Nel nostro bisogno di raccontarci attraverso immagini, battute e metafore visive, rischiamo di cadere nella trappola dell’intrattenimento a ogni costo. Siamo passati dalla condivisione di contenuti personali a una produzione incessante e automatizzata, dove ciò che conta è solo “chi lo fa prima” o “chi lo fa meglio”. È qui che la questione ambientale si intreccia con quella culturale: quanto siamo disposti a inquinare per strappare una risata? E quanto ci interessa che l’algoritmo che ci ha fatto ridere un minuto fa abbia consumato più energia di quella che serve per illuminare una casa per un’ora o caricare un nostro smartphone al 50%?

La responsabilità di chi crea (e condivide)

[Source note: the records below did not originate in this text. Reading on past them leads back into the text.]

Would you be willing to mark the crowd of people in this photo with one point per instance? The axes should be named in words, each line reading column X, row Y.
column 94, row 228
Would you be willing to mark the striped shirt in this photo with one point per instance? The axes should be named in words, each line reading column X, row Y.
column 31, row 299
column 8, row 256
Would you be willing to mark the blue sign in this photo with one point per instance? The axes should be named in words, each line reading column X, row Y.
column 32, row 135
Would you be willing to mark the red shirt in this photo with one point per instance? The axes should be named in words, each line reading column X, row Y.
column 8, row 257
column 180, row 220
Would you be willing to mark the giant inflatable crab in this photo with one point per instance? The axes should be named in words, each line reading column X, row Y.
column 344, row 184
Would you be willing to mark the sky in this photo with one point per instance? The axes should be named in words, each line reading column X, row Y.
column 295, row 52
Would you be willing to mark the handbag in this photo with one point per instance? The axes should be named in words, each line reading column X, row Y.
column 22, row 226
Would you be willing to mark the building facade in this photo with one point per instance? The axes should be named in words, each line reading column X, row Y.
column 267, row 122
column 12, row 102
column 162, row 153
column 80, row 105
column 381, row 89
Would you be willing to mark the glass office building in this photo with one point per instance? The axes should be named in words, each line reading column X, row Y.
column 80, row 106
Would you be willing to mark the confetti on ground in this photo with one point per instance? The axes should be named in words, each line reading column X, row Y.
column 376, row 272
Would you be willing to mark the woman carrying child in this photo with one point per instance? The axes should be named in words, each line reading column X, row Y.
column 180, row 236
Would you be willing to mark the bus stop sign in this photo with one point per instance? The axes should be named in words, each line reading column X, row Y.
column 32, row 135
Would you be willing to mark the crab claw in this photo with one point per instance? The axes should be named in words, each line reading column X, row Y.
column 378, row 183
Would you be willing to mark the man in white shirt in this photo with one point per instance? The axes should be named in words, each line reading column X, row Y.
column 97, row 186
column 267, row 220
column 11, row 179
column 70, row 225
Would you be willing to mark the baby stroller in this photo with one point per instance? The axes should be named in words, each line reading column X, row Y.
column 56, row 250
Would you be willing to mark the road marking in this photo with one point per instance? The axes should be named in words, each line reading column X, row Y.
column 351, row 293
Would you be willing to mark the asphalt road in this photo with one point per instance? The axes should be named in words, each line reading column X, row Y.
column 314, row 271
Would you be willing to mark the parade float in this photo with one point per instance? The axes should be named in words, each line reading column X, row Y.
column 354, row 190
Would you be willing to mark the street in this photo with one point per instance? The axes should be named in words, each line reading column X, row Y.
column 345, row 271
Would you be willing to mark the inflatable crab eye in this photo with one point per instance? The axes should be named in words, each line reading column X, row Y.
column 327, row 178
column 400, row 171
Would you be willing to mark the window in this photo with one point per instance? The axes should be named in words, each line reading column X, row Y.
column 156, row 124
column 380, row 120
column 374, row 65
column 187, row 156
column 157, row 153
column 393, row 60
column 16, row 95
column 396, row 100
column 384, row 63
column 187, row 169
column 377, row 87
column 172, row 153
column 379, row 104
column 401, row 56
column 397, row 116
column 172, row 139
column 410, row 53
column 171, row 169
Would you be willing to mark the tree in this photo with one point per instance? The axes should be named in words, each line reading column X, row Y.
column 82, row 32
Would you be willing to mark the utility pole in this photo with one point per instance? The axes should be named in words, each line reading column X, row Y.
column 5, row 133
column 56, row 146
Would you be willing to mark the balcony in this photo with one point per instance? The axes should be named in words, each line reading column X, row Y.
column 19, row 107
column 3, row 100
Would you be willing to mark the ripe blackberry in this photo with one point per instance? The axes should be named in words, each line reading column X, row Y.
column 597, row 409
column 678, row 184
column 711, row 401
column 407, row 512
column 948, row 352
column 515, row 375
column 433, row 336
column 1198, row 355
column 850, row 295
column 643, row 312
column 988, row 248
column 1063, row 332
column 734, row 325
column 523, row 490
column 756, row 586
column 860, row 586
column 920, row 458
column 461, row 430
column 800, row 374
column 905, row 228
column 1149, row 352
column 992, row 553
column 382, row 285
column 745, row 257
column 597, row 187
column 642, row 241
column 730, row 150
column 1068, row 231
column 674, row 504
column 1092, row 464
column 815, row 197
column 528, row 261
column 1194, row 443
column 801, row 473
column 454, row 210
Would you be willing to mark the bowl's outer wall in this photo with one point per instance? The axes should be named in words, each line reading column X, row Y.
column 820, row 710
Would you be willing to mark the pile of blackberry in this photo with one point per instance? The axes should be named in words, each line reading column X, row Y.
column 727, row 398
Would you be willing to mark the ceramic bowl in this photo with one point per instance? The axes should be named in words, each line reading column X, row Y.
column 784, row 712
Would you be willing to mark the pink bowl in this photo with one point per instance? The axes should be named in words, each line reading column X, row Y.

Forse è arrivato il momento di ridefinire il nostro concetto di creatività digitale. Non per tornare indietro, ma per guardare avanti con maggiore lucidità. Non si tratta di rinunciare agli starter pack, ai meme o ai giochi con l’intelligenza artificiale, ma di praticare un uso più consapevole, più selettivo, più rispettoso dell’ambiente e delle risorse che impieghiamo. Per ogni immagine generata, possiamo chiederci: è davvero necessaria? Sta contribuendo a qualcosa di più di un secondo di distrazione? E se non lo fa, possiamo anche scegliere di non premere “genera”. La tecnologia evolve, e noi con lei. Ma anche la consapevolezza ecologica deve crescere. Altrimenti rischiamo di ridere oggi e pagare il conto domani, un conto salato, che nessuna AI potrà mai saldare al posto nostro.